Toxic thyroid nodules have been shown to be of clonal origin. In a portion of them, point mutations affecting either the gene of the TSH receptor (TSHr) or the α-subunit of stimulating G-protein, consecutively leading to enhanced cAMP levels, which may enhance growth or functional activity of the thyrocyte or both, were recently found. To complement these studies, we evaluated hormone response (i.e. T3 release) in vitro from tissues derived from toxic thyroid nodules as compared directly to the surrounding paranodular tissues as well as tissues derived from euthyroid goiter and from patients with Graves' disease. Experiments were conducted in the presence and absence of bTSH or Graves' immunoglobulines. Tissues obtained during surgery were incubated over 5 h, followed by equilibrium dialysis for 24 h, and determination of free T3 in an aliquot by RIA. Basal T3 release in nodular tissues (n = 10) was significantly higher (median: 7.3 ng/1) compared to paranodular tissues (3.2 ng/1; P < 0.01), tissues derived from euthyroid goiter (1.3 ng/1; n = 12; P < 0.001) and thyroid tissues derived from patients with Graves' disease (2.5 ng/1; n = 6; P < 0.001). Upon stimulation with bTSH (1 IU/1), median T3 concentrations markedly increased to 11.5 ng/1 (P < 0.05), 7.3 ng/1 (P < 0.05), 4.2 ng/1 (P < 0.01) and 3.2 ng/1 (P = N.S.), respectively. Stimulation over basal values was 1.6-fold in nodular tissues, 2.3-fold in paranodular tissues, 3.2-fold in euthyroid goiter and 1.3-fold in Graves' disease. In toxic thyroid nodules basal hormonereleasing activities were stimulated by fifteen out of twenty (75%) Graves' sera tested. For comparison, stimulation in other tissues occurred in 45% (paranodular), 80% (euthyroid goiter) and 35% (Graves' disease), respectively.
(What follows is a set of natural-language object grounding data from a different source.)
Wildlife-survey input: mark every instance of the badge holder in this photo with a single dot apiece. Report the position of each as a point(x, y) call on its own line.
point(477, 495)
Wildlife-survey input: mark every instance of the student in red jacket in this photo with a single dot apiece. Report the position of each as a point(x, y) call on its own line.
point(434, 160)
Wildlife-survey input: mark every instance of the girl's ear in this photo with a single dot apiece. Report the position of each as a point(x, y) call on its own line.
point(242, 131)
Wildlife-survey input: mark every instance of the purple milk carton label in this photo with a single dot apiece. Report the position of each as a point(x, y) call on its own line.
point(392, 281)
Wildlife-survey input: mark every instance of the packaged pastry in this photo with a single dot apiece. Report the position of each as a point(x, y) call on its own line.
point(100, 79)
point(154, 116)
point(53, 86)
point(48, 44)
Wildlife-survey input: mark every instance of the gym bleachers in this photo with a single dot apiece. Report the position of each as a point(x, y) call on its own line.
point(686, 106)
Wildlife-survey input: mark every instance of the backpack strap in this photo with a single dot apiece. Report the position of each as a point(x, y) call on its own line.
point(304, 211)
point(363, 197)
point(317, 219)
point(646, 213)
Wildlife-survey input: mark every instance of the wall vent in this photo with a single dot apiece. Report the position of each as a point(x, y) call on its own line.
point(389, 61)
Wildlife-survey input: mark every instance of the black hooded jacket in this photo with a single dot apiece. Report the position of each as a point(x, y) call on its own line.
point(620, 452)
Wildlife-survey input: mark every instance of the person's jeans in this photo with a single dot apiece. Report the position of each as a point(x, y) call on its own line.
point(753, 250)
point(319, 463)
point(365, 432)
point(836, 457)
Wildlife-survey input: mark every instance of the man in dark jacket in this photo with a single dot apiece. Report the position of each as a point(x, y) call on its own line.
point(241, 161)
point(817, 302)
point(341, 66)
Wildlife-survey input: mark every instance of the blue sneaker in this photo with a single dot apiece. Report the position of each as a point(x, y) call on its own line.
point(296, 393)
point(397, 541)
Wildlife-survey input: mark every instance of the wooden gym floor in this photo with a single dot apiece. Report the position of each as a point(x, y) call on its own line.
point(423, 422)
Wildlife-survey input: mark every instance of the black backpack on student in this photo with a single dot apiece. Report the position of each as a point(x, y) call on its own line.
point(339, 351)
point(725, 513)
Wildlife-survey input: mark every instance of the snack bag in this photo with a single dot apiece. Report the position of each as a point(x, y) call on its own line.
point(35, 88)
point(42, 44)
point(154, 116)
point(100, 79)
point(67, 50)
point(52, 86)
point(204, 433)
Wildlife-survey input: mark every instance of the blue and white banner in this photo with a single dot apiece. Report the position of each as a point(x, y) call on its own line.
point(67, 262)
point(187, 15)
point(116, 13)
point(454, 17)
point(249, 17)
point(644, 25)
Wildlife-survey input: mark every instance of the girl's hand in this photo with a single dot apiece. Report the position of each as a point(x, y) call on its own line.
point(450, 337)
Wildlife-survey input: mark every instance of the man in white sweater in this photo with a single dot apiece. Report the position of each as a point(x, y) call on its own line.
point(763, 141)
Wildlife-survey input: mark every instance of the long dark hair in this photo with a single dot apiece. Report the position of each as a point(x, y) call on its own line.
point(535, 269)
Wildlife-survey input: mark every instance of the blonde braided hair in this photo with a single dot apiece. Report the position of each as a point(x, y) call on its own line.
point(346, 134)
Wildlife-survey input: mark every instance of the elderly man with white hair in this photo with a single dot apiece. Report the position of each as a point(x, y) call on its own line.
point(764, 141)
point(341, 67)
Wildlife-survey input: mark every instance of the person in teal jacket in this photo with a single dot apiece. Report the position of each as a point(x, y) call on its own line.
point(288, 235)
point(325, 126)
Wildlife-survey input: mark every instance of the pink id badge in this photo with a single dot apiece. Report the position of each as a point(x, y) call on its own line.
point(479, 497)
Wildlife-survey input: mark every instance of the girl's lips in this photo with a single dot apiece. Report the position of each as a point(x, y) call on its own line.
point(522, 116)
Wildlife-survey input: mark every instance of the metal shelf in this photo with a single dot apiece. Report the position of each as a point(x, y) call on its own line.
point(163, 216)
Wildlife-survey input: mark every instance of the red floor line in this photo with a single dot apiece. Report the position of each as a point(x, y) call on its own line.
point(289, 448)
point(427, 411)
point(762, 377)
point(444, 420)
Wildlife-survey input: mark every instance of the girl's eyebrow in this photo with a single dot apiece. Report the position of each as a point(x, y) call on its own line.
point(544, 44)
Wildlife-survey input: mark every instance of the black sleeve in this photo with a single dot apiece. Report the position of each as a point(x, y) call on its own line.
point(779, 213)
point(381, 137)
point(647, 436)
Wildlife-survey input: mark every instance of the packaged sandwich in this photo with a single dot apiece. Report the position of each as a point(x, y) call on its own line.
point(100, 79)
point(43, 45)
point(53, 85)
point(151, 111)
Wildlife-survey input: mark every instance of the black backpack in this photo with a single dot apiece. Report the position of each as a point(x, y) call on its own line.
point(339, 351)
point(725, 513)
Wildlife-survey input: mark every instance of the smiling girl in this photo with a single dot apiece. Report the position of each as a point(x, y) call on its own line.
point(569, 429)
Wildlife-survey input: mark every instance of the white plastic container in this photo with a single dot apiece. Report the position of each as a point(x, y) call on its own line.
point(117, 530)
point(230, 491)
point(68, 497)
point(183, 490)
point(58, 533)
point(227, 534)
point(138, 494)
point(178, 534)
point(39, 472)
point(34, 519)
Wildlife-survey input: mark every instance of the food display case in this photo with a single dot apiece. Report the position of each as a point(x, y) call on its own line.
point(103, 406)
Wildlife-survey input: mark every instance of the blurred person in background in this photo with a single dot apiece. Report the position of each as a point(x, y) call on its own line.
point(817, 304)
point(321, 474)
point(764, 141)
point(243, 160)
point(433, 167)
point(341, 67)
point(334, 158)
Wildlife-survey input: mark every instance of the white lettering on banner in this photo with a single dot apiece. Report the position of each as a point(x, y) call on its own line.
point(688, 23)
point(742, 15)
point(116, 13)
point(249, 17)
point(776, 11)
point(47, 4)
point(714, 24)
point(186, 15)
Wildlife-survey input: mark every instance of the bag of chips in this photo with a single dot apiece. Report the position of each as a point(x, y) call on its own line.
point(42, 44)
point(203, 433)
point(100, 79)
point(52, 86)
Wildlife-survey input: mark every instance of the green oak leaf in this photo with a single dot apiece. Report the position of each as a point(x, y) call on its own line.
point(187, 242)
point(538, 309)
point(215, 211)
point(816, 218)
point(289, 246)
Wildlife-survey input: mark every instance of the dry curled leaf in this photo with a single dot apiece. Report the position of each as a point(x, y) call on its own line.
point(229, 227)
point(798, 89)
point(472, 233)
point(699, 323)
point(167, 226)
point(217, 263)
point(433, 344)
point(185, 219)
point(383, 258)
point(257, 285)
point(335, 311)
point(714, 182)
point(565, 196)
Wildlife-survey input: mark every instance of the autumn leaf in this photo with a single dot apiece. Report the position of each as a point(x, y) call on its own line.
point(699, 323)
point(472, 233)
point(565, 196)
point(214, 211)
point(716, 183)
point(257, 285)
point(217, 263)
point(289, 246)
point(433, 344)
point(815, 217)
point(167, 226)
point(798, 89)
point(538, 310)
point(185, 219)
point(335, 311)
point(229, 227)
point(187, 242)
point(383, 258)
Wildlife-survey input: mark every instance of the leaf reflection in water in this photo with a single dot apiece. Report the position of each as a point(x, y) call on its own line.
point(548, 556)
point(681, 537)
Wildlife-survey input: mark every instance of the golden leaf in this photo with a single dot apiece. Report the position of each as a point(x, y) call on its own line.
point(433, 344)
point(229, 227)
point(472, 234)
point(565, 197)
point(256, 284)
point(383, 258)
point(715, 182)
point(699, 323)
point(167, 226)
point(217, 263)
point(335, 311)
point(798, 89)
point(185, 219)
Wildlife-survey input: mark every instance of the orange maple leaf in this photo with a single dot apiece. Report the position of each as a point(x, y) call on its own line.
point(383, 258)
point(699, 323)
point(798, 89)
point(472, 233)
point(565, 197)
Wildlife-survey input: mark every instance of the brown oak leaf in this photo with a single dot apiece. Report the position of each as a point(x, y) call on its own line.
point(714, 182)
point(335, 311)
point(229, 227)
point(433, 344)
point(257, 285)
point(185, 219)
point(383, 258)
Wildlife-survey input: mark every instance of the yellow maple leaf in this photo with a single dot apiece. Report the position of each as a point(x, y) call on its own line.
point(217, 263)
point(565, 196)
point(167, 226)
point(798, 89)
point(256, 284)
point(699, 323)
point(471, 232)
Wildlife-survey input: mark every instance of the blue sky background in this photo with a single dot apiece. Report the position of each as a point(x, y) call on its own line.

In conclusion, tissue derived from toxic thyroid nodules exhibits enhanced basal hormone release as compared to both, the surrounding paranodular tissues and tissues from euthyroid goiter in vitro, which may reflect constitutional activation of TSHr, α-subunit of stimulating G-protein or other so far unknown intermediate by point mutations affecting the respective genes. Hyperactivities in toxic thyroid nodules may be even further enhanced by external stimulators such as TSH or TSH receptor antibodies. The first stimulator may have clinical relevance in patients with toxic thyroid nodules and not yet suppressed TSH; the latter could play a role in the rare Marine Lenhart syndrome.